The work has resulted in a huge range of important, ‘real world’ applications such as vastly improved dictionaries and has also influenced policy towards important issues in society such as online aggression, hate speech and the way in which end of life care is discussed.
By providing fresh perspectives to such problems, CASS, part of the longer-standing University Centre for Computer Corpus Research on Language, has helped develop new approaches to challenging practices both in terms of raising awareness and of informing policy makers and other stakeholders of how such language may be used to inform, manipulate, wound and offend.
Computers have enabled the centre, which draws staff from nine departments across campus, to analyse massive datasets of language to account for the changing patterns of use of written and spoken language in everyday contexts.
Their work, which began in English, has reached out to an ever wider range of languages over the years such as Arabic, Chinese, French, German, Hindi, Spanish and Urdu. This work supports a number of crucial industries, notably the UK English Language Teaching industry which is worth £2.5 billion in exports to the UK economy annually. Lancaster works closely with key players in the industry such as Cambridge University Press and Trinity College London to make sure that the UK keeps its competitive edge in this marketplace.
The Vice-Chancellor of Lancaster University, Professor Mark E. Smith, said: “I am delighted that Lancaster’s world-leading contribution to the computer-aided analysis of language over the last 45 years has been recognised. Lancaster is very proud of this work which has had very real impact on the study of language worldwide, has a real role to play in public policy making and which plays an important role in supporting the UK’s valuable language industry.
Director of CASS and Distinguished Professor of English Language and Linguistics at Lancaster University Professor Tony McEnery said: “The award is recognition for everyone past and present who has worked for the Centre. The Centre has built on the work of four generations of researchers at Lancaster. I am proud to lead it and look forward with keen anticipation to what future generations of researchers in this area achieve.”

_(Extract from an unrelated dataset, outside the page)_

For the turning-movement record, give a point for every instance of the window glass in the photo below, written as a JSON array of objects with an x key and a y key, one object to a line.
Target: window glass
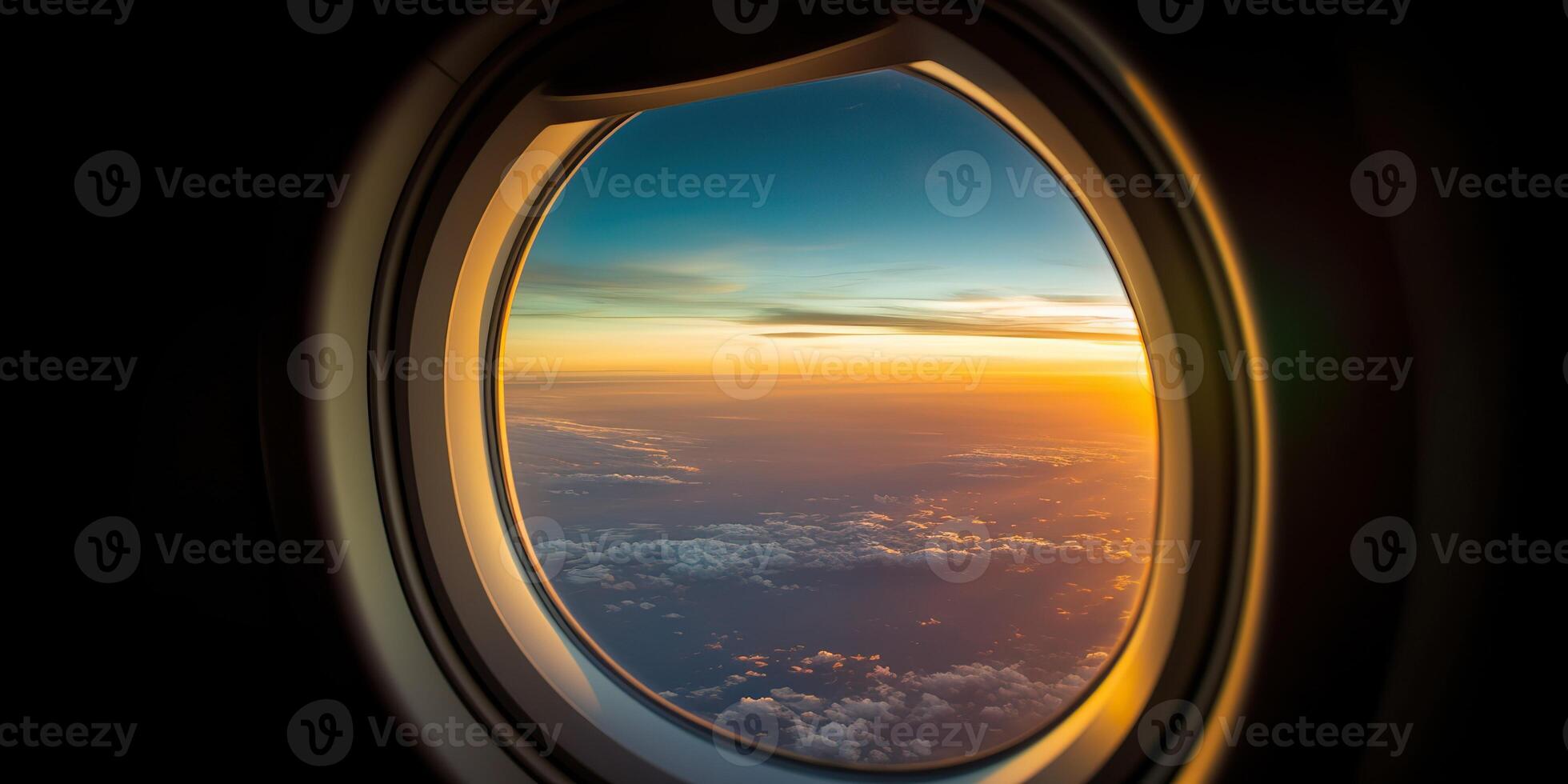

Jo Johnson, the Minister for Universities and Science, says: “The UK is a world leader in science and research and The Queen’s Anniversary Prizes celebrate the achievements of our universities and colleges. The outstanding academics recognised with these awards bring benefits to the everyday lives of millions of people in the UK and deserve this high honour for their work.”
The award will be presented, at an honours ceremony, by the Queen, with the Duke of Edinburgh, at Buckingham Palace on February 25.
Blackpool and The Fylde College was also awarded the Queens Anniversary Prize for bespoke and dedicated work in the field of Project Management in partnership with Lancaster University and regional and national employers.
This is the fourth Queen’s Anniversary Prize for Higher and Further Education to be awarded to Lancaster. In 1994 the University received the award for its work with students with physical and learning difficulties, in 2005 for its pioneering work in the development of broadband and in 2009 for its work in plant science applied to water shortage, crop yield and global food security.